I had 2 bottles given to me last week and agree with most of the above, the thing I didnt get was that it looks bad real bad for a lager, dishwashing water.
Is it an ale or a lager yeast?


----------



## jyo (3/5/11)

haysie said:


> I had 2 bottles given to me last week and agree with most of the above, the thing I didnt get was that it looks bad real bad for a lager, dishwashing water.
> Is it an ale or a lager yeast?



That's what I was thinking while drinking it. There was nothing 'Lager' about it.


----------



## Lord Raja Goomba I (3/5/11)

jyo said:


> That's what I was thinking while drinking it. There was nothing 'Lager' about it.



It would be like sinking S&W PA, and them calling it a lager and me wondering why it isn't clear and it is very fruity.

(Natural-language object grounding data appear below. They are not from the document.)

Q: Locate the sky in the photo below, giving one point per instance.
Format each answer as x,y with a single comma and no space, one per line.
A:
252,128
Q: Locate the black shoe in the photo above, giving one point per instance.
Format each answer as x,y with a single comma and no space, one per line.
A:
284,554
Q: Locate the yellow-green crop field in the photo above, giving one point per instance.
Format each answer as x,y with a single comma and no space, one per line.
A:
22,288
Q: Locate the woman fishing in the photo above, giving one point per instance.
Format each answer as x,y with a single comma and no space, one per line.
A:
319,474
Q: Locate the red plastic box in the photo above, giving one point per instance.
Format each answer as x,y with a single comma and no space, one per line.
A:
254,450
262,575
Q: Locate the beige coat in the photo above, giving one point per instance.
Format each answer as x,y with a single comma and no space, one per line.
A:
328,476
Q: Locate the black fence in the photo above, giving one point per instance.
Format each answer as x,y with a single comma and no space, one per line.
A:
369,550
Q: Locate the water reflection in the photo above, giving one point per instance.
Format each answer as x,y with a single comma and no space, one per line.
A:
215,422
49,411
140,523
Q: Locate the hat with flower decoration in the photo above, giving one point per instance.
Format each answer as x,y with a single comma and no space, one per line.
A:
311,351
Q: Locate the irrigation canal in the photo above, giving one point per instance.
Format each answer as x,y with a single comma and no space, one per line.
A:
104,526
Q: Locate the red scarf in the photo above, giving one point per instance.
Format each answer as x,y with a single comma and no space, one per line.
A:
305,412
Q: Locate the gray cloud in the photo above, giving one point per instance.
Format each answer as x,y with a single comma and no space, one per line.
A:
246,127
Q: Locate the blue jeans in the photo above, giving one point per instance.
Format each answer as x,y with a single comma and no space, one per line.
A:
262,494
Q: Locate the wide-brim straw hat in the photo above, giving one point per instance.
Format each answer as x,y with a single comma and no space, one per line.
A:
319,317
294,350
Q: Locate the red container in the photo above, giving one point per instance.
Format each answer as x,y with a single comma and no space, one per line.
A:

Got no issue with the beer, but it tastes like an ale, tastes like it was brewed at ale temps, therefore it is an ale (even if it were a lager yeast).

Goomba


----------



## wrath (3/5/11)

rude said:


> The orient watching the Nott girls go by then finally finished off at the MONK
> 
> Had quite a few of there beers when I got a free sample of I forget but ti was a bacon beer
> 
> ...




Rude,

I would hazard a guess at that beer being the monk's Rauch, not a bacon beer.


----------



## jyo (3/5/11)

Lord Raja Goomba I said:


> It would be like sinking S&W PA, and them calling it a lager and me wondering why it isn't clear and it is very fruity.
> 
> Got no issue with the beer, but it tastes like an ale, tastes like it was brewed at ale temps, therefore it is an ale (even if it were a lager yeast).
> 
> Goomba



Agree, there was definitely an underlying fruitiness to it.


----------